Compared to general analysis software, the GEE is more difficult to operate intuitively and requires basic programming knowledge. However, it also has many benefits, such as high processing performance due to the process being executed in a cloud environment, and no license is required for use; once a script is created, similar processing can be easily performed a second time and thereafter, and there is no time-consuming data-acquisition process. Examples of GEE applications include detecting disturbances in tropical seasonal forests (Shimizu et al. 2019) and its use in the forest change point extraction program (FAMOST), which is being developed by the Forestry Agency (Japan Forest Technology Association, 2022). The FAMOST program uses an NDVI value derived from the optical satellite imagery of two periods to extract changes in forests, such as clearcuts. By superimposing the information on the extracted change points with geospatial information obtained from local governments, the system can be used for a wide range of tasks, such as checking the status of logging based on a logging-notification system, early detection of illegal logging, checking the location of forest land development, and checking the occurrence of disasters (Forestry Agency 2021). False extraction is inevitable in automatic change extraction, and the shading caused by topographic effects is often the cause. If the correction method developed in this paper were incorporated into FAMOST, we expect that it would substantially reduce false extraction results.

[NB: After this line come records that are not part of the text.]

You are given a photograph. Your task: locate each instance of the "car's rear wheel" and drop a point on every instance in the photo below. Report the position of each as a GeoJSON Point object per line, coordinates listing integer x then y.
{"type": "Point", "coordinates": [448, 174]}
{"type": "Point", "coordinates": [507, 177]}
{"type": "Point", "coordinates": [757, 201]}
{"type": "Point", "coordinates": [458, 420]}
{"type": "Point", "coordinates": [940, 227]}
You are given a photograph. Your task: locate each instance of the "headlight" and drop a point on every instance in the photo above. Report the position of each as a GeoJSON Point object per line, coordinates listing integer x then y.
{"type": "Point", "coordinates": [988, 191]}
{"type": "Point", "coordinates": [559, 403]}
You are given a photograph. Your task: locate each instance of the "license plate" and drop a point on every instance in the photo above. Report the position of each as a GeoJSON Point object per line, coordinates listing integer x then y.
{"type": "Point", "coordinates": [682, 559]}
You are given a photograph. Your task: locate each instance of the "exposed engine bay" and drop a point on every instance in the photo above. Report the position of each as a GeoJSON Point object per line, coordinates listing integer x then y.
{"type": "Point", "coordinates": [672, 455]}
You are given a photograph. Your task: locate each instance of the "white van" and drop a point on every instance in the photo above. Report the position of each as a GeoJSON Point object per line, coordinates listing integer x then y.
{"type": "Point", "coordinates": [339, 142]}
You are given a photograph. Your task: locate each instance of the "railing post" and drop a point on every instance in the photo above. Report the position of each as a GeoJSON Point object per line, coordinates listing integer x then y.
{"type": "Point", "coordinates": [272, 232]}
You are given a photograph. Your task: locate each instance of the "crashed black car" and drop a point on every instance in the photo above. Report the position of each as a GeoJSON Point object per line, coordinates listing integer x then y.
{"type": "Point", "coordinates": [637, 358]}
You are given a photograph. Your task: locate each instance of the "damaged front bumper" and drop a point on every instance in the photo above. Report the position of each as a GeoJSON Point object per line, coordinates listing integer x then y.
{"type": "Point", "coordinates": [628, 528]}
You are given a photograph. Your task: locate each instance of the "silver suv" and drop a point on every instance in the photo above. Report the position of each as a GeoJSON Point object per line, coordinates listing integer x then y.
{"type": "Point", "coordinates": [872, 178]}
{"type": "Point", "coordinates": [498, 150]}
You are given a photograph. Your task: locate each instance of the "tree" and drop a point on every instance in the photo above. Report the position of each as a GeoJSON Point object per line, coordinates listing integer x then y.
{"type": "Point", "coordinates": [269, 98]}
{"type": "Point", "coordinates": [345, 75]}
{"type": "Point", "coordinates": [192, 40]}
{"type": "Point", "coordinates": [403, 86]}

The 2006 Intergovernmental Panel on Climate Change (IPCC) Guidelines propose the gain-loss method and the stock change method for analyzing changes in the forest carbon stock, and the stock change method, which considers the change in carbon stock at two points in time as emissions and sinks. This is the most widely applied method in many countries (Hirata et al. 2012). A combination of remote sensing and field surveys has been found to be effective for determining the amount of change in carbon stock at the national level (UN Climate Change, 2007). Studies have estimated carbon stocks using remote sensing with topographic correction (Clerici et al.. 2016; Dabi et al., 2021), and the effectiveness of correction has been widely discussed. Therefore, it is expected that the correction script developed in this study can be used to estimate changes in carbon stocks with noise-reduced data.